I'm a sucker for a freebie, who wouldn't be? Those lovely purveyors of sugar, Tate & Lyle, recently sent me a few bags of their Fairtrade sugar which was gratefully received by yours truly.
When the weather is drawing in and hats, scarves and gloves are being donned more often, nothing beats a good pudding to warm the soul and make you feel all cosy and happy.
The humble crumble, in all of its sweet, chewy and fruity beauty, seems the perfect choice for our British importers of sugar. It is a British classic and without the likes of Tate & Lyle, we probably wouldn't be taking our favourite sweetener for granted as much as we do. If you want to find out a bit more as to how it ends up in our cupboards, visit their website.
So here you go, a simple crumble with a little twist.

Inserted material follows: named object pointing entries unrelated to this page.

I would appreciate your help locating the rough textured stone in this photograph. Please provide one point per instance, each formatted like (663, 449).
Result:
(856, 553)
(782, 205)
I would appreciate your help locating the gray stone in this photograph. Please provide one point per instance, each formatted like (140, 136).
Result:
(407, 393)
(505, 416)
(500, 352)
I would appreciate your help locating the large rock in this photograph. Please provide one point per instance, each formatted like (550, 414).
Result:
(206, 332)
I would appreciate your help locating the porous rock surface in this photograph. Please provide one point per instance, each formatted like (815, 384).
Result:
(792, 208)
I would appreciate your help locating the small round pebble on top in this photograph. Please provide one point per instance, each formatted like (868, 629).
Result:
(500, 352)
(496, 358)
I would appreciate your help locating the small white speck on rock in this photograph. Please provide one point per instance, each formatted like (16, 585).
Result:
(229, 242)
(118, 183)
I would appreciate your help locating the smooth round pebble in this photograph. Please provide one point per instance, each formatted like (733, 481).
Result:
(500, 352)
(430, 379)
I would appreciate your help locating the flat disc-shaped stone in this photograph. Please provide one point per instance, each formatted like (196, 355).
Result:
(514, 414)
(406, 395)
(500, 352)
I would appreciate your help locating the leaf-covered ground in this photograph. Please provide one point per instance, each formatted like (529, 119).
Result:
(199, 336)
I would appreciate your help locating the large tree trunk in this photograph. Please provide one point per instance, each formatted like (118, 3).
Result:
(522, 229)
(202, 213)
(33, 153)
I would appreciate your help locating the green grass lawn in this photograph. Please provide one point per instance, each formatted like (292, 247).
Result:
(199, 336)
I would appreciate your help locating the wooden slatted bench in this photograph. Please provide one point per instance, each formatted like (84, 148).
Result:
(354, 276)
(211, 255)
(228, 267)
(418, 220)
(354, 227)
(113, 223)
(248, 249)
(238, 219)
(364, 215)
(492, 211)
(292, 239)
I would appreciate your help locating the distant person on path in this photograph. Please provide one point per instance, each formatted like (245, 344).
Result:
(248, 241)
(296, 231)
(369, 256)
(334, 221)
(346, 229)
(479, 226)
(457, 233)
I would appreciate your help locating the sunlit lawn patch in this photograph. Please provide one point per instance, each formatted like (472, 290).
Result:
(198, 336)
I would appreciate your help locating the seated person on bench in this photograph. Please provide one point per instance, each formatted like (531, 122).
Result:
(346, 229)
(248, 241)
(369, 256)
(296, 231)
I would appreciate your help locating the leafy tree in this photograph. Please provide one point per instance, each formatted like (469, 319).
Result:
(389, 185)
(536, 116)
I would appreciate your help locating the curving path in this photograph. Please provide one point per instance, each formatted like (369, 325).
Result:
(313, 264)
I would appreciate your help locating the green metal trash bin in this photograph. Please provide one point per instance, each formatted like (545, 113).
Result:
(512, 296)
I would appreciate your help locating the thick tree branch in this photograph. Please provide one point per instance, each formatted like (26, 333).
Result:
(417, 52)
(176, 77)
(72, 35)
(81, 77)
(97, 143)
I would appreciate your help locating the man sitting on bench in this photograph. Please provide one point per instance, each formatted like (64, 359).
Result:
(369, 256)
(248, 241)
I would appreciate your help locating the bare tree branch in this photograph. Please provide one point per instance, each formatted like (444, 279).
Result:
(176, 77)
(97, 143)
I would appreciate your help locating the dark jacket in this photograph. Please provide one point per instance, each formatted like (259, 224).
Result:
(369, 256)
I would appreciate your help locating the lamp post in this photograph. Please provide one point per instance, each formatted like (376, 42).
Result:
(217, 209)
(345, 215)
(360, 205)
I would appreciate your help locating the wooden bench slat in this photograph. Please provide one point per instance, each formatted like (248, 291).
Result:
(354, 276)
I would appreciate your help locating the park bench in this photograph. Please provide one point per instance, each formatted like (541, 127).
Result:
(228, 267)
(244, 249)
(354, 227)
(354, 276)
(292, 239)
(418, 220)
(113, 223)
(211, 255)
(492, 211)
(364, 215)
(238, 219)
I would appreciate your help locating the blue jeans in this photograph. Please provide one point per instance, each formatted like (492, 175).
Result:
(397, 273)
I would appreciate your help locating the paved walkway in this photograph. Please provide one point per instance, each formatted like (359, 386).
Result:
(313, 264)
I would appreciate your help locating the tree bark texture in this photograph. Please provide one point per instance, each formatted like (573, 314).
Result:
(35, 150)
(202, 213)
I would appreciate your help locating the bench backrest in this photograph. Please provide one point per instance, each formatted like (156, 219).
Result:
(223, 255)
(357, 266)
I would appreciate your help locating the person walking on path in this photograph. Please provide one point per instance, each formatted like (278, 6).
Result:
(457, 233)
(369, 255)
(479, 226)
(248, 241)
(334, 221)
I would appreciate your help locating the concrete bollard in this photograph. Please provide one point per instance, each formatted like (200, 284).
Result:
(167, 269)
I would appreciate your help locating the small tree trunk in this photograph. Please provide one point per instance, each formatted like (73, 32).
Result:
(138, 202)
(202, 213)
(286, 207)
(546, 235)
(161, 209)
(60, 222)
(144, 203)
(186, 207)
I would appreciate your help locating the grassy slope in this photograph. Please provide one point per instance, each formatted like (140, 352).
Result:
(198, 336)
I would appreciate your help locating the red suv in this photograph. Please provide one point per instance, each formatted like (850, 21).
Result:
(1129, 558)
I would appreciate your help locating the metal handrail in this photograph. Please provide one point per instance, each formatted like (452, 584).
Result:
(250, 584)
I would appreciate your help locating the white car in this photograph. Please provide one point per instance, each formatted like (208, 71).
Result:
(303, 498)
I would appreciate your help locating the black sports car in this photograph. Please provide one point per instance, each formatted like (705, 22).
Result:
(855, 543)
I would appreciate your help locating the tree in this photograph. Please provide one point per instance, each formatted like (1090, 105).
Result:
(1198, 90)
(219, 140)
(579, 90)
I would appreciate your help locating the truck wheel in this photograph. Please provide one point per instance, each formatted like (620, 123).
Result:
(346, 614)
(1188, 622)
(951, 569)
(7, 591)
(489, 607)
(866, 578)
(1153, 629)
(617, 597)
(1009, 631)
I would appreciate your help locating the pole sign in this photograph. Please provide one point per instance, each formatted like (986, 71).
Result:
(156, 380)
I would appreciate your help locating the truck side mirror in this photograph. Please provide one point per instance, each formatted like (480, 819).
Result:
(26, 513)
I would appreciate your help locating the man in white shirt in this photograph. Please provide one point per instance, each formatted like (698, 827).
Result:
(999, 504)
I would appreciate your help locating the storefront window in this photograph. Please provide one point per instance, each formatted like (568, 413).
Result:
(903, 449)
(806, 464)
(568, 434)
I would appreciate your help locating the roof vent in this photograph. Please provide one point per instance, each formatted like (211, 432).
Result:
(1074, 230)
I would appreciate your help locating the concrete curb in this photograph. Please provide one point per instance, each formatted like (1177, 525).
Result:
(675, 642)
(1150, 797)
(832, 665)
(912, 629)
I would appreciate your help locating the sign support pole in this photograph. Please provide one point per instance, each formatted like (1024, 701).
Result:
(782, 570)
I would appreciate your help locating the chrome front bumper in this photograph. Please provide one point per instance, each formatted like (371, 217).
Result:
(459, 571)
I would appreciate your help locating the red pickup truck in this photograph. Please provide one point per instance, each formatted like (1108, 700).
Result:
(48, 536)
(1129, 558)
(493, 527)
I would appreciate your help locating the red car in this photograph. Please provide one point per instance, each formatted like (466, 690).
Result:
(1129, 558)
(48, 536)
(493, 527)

Serve it with custard, cream or yoghurt. Either way, it takes some beating.
Apple, Bramble and Muesli Crumble
1kg bramble apples, peeled, cored and cut into thick slices
150g Tate & Lyle caster sugar
Juice of 1 lemon
A pinch of ground ginger and cinnamon
For the crumble
300g good muesli with lots of oats, nuts, seeds and dried fruit in it
A pinch of ginger and cinnamon
75g Tate & Lyle light brown sugar
1 - Pre-heat the oven to 200C/GM6.
2 - Put the apple slices, lemon juice, sugar and spices into a pan. Bring to the boil then simmer for a few minutes until the apples soften a little. Stir in the brambles.
3 - Butter an oven-proof dish. Tip in the fruit mixture.
4 - In a mixing bowl, mix together the muesli, spices and sugar. Using your fingers, mix in the butter so that you have almost large chunks of muesli. If it seems too dry, mix in a little more butter.
5 - Pour on top of the fruit and gently shake to level. Bake for 30-40 minutes until the topping is golden and crisp and the purple coloured sugary juices are bubbling around the sides.